Date de début de publication du BOI : 14/06/1996
Identifiant juridique : 13N4221
Références du document :  13N422
13N4221
Annotations :  Lié au BOI 5B-2-07

SECTION 2 INFRACTIONS ASSIMILÉES AU DÉLIT DE FRAUDE FISCALE


SECTION 2  

Infractions assimilées au délit de fraude fiscale


L'article 1743 du CGI prévoit l'application des peines réservées au délit général de fraude fiscale :

- pour les délits tenant à la comptabilité ;

- pour les délits d'entremise pour le dépôt de valeurs ou l'encaissement de coupons à l'étranger.


SOUS-SECTION 1

Omission d'écritures
Passation d'écritures inexactes ou fictives


L'article 1743-1° CGI rend passible des peines prévues à l'article 1741, quiconque a sciemment omis de passer ou de faire passer des écritures ou bien a passé ou fait passer des écritures inexactes ou fictives au livre-journal et au livre d'inventaire prévus par les articles 8 et 9 du Code de commerce ou dans les documents qui en tiennent lieu 1 .

Toutefois, ce texte ne prévoit pas de sanctions pour la simple tentative, laquelle est d'ailleurs difficilement concevable en cette matière.

En revanche, une personne peut être déclarée complice du délit d'omission de passation d'écritures comptables ou de passation d'écritures inexactes ou fictives en application des articles 121-6 et 121-7 du NCP qui ont une portée générale.


  A. ÉLÉMENTS CONSTITUTIFS


1Aux termes de l'article 1743-1°, les omissions d'écritures et la passation d'écritures inexactes ou fictives sont punissables lorsqu'elles sont relevées non seulement sur le journal ou le livre d'inventaire dont la tenue est prescrite par le Code de commerce, mais également dans les documents tenant lieu des livres comptables ainsi prescrits.
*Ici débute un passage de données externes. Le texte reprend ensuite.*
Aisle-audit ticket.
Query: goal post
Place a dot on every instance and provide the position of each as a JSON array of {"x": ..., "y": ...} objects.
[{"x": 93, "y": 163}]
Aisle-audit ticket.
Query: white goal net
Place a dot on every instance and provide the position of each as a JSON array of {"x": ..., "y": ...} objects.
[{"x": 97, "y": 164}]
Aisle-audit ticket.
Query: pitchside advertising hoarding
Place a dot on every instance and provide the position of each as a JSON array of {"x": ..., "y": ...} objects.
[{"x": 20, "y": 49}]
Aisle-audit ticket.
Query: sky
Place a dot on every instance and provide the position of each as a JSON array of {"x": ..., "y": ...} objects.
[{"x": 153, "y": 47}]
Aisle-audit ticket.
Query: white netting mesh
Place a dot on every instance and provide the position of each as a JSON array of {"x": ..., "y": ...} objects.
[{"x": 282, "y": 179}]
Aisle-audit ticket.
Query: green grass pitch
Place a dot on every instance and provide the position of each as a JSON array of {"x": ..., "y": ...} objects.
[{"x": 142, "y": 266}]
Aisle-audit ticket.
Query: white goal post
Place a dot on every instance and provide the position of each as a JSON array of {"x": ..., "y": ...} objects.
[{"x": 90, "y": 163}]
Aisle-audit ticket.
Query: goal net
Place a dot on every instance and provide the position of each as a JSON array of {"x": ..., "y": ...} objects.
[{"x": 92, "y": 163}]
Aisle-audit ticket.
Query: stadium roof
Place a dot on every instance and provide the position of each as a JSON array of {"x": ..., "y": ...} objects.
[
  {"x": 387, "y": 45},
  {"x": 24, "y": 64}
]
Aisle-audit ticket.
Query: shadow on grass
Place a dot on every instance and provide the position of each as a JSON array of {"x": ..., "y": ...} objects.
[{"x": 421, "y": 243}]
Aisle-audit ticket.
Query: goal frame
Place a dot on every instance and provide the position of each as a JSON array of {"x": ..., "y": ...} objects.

Ainsi peuvent être sanctionnées les irrégularités comptables imputables aux industriels et commerçants mais aussi celles commises par tous les contribuables à qui une disposition légale impose la tenue de certains documents comptables (contribuables imposables dans la catégorie des bénéfices non commerciaux ou soumis au régime d'imposition réel en matière de bénéfices agricoles par exemple).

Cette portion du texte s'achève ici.